Pumps with a plastic reservoir or cartridge are coated with a lubricant that provides a tight seal between the O-rings and the barrel of the reservoir. When a reservoir is stored for a while, the lubricant may pool at the bottom of the reservoir. This increases the chance of insulin leaking into the area between the O-rings.
Even a small leak can cause a rapid loss of control. Replace the reservoir with another one if liquid, mist or bubbles are noted between the O-rings.
To avoid O-ring leaks, recoat the reservoir wall with lubricant prior to use. Free the plunger and push it completely into the barrel. Rotate the plunger a couple of times to recoat the O-rings; then carefully pull it back and forth 2 or 3 times in the reservoir to recoat the barrel. This redistributes the lubricant onto the O-rings and reservoir wall to help prevent this type of leak.
After following the O-ring procedure, fill the reservoir with insulin. Get rid of air bubbles in the reservoir by holding the reservoir in the palm of your hand and pointing the needle up with the air bubble toward you. Tip the reservoir so the bottom or plunger end is slightly farther away than the needle end. Flick the reservoir with a fingernail or pen until the air bubble enters the neck of the reservoir. Then squirt insulin into the insulin bottle to get rid of the air bubble.
Little champagne bubbles are harder to get rid of, but they are harmless. Larger bubbles can displace a significant amount of insulin and should be eliminated. If air bubbles are seen in the infusion line, an inch of air in the line is equal to half a unit of insulin. In most cases, up to an inch of air in the line is not of concern.
Detach the needle from the reservoir and immediately replace it with the hub on the infusion set. When tightening, grip the reservoir at the hub. To avoid hub leaks, be sure that the connection between the infusion set and the reservoir has been firmly tightened.

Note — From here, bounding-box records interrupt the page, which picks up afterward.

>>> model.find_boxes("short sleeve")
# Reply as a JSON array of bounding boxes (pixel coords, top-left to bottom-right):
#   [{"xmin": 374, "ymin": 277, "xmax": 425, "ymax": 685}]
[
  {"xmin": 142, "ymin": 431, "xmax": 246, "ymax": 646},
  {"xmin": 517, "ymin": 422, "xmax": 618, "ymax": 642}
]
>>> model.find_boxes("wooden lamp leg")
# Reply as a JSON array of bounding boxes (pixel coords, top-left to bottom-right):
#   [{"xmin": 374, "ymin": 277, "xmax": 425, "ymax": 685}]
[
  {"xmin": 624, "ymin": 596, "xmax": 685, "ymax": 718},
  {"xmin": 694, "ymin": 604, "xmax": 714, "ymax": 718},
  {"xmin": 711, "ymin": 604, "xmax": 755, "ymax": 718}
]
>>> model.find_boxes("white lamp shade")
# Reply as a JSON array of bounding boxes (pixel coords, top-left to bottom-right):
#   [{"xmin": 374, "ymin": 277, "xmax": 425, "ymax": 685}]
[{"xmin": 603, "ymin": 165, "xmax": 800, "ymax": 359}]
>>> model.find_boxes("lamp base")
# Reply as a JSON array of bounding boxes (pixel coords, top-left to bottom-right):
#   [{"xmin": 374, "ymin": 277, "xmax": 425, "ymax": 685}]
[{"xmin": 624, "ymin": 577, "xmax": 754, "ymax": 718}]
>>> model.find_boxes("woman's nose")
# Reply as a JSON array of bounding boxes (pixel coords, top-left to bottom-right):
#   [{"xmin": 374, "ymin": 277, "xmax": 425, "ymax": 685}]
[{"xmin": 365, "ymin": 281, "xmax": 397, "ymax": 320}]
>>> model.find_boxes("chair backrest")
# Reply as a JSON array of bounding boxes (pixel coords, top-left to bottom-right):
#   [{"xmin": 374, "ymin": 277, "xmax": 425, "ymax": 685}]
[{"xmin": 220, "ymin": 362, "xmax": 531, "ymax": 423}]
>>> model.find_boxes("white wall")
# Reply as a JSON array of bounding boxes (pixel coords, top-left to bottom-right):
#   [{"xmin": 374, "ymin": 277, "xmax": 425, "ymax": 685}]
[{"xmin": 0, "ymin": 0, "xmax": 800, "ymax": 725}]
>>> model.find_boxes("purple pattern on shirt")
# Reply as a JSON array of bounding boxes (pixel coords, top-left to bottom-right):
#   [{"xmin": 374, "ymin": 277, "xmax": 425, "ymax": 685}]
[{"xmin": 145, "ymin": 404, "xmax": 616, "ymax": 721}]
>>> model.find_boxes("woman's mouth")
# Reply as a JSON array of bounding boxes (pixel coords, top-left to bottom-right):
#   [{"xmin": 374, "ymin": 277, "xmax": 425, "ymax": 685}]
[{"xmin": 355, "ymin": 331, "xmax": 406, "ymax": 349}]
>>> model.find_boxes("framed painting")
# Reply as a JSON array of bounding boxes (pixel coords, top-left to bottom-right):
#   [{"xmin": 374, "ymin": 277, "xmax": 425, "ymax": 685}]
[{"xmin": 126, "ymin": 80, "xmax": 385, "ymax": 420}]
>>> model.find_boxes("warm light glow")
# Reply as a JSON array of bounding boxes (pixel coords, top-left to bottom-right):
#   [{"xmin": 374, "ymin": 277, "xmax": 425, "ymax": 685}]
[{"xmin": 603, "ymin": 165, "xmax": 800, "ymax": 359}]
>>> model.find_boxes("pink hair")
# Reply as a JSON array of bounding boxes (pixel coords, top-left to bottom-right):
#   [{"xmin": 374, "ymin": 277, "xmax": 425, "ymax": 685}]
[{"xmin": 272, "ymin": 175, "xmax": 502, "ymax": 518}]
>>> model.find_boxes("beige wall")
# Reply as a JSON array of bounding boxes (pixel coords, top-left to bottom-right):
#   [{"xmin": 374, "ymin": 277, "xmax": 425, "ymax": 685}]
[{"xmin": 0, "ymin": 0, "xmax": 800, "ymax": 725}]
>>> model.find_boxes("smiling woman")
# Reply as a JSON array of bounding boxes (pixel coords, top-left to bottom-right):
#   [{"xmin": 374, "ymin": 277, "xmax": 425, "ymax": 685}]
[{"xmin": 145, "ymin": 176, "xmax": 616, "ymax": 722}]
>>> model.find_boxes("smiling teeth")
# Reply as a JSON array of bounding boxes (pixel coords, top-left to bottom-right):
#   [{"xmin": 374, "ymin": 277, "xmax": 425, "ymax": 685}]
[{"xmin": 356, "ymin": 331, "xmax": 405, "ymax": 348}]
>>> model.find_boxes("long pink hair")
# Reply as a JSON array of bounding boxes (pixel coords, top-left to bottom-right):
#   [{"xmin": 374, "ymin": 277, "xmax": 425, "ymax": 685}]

Look closely for any sign of an insulin leak between the O-rings. Replace the reservoir if any liquid, mist or bubbles are noted. Even seemingly small leaks in this location can cause a rapid loss of control.
Place the reservoir in the pump. Recheck the O-rings and then give 2 unit boluses until insulin can be seen exiting from the tip of the infusion set.
You are now ready to insert the infusion set.